Site icon Sukces jest kobietą!

Okiem Oskara: Piorun w teściową

– Dzień dobry. Proszę pana, chciałam zarezerwować termin na próbną fryzurę ślubną – ton głosu wskazywał raczej na starszą osobę, ale przecież miłość nie wybiera…

–     Czy będzie chciała Pani tylko fryzurę, czy też strzyżenie i kolor?

–     Tu nie o mnie chodzi, tylko o nią, znaczy się narzeczoną mojego syna. Ślub będzie w październiku.

–     To proponowałbym, by narzeczona sama do mnie zadzwoniła, to ustalimy termin – nie rozumiejąc sytuacji, powiedziałem to, co wydało mi się najracjonalniejsze.

–     Ale ja nie wiem, czy mnie będzie pasował. Wie pan, jestem zajętą osobą.

–     Ale ja mam czesać przyszłą pannę młodą, czy tak? – skołowany chciałem się upewnić

–     Przecież ona nie ma o tym pojęcia. Ja bywam w świecie, to ja wiem, co się nosi.

Ręce mi opadły.

–     Proponuję za dwa tygodnie, w piątek.

–     Ja mogę.

–     A panna młoda młoda?

–     Ona będzie musiała móc.

–     Jak ma na imię?

–     Proszę wpisać moje. Wanda T.

Byłem bardzo ciekawy tej wizyty. Weszły. Starsza pani w bordo kasku na głowie, w którym żaden kosmyk nie ma szans na najmniejszą niesubordynację. Przyszła panna młoda, której imienia – mimo kilku prób – nie udało mi się ustalić, niepewnie stanęła w drzwiach. Miała proste, długie włosy i lekkie zażenowanie w twarzy.

–     Niech pan jej zrobi koka.

W oczach dziewczyny zobaczyłem przerażenie. Coś wisiało w powietrzu, tylko jeszcze nie widziałem co.

–     Ona wydziwia, że niby nie chce koka. Słyszał pan coś takiego.

–     Wie pani, najpierw umyje głowę i zastanowimy się z … – zawiesiłem głos

–     Ewa. Mam na imię Ewa

–     Z Ewą. A panią zapraszam za godzinę. Kazimierz to takie piękne miejsce.

–     Ja tu poczekam. Pan mi zrobi kawę z mlekiem a ja sobie tu usiądę – zarządziła.

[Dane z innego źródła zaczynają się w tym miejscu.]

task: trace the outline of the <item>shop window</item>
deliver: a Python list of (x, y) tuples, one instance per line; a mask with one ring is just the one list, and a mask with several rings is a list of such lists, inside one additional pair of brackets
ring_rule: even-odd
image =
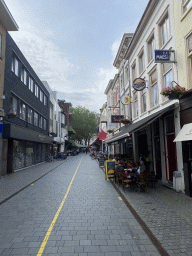
[(39, 116), (38, 116), (38, 113), (37, 112), (34, 112), (34, 125), (35, 126), (38, 126), (38, 118)]
[(155, 39), (154, 36), (148, 41), (148, 62), (154, 59)]
[(27, 85), (27, 71), (24, 67), (21, 69), (21, 81)]
[(158, 86), (157, 86), (157, 70), (154, 70), (150, 75), (150, 85), (151, 85), (151, 106), (154, 107), (158, 104), (159, 95), (158, 95)]
[(23, 102), (20, 103), (19, 117), (26, 120), (26, 105)]
[(33, 123), (33, 110), (28, 107), (28, 117), (27, 117), (28, 123), (32, 124)]
[(33, 79), (29, 77), (29, 90), (33, 92)]
[(183, 13), (192, 7), (192, 0), (183, 0)]
[(15, 56), (12, 57), (11, 70), (15, 73), (16, 76), (19, 76), (19, 60)]
[(39, 86), (35, 83), (35, 96), (39, 97)]

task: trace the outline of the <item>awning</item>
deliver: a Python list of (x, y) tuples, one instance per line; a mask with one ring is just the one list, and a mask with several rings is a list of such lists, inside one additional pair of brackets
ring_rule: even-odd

–     Ewo, zapraszam do mycia. (Starsza pani zaczęła wstawać). Pani tu zostanie. Tam jest mało miejsca a ja potrzebuję przestrzeni – nie wyglądała na zadowoloną ale została.

–     Słuchaj – odezwała się Ewa, gdy już byliśmy sami. Nie ma opcji z tym kokiem. Bo wiesz, my z Piotrem, żeby z tą wiedźmą nie oszaleć, postanowiliśmy, że wytrwamy jeszcze do ślubu. Piotrowi zależy, by jego ojciec był obecny. Mamusia wtrąca się do wszystkiego. Urządza nam mieszkanie na górze domu i decyduje o każdym szczególe. Nie wie bidula, że mamy już wykupione bilety do Stanów i prace dla obojga.

–     To super. Ale jak się to ma do koka?

–     Bo żeby to wytrzymać, zrobiliśmy sobie oboje tatuaże siły.

Odsłoniła włosy i moim oczom ukazał się fachowo wytatuowany piorun.

– Jak stara daje czadu, to sobie wyobrażam, jak ją dopadam tym piorunem. Jak Zeus.

–     I co, przekonał ją pan do koka? Bo tak sobie rozmawiacie od dłuższej chwili – starsza pani nie wytrzymała.

–     Wie Pani, przy takich rysach twarzy jak ma Ewa, lepiej będą wyglądały rozpuszczone włosy. Załagodzą ostrość rysów.

–     Charakterek jest, wyszedł na twarz. Dobra, rób pan te rozpuszczone.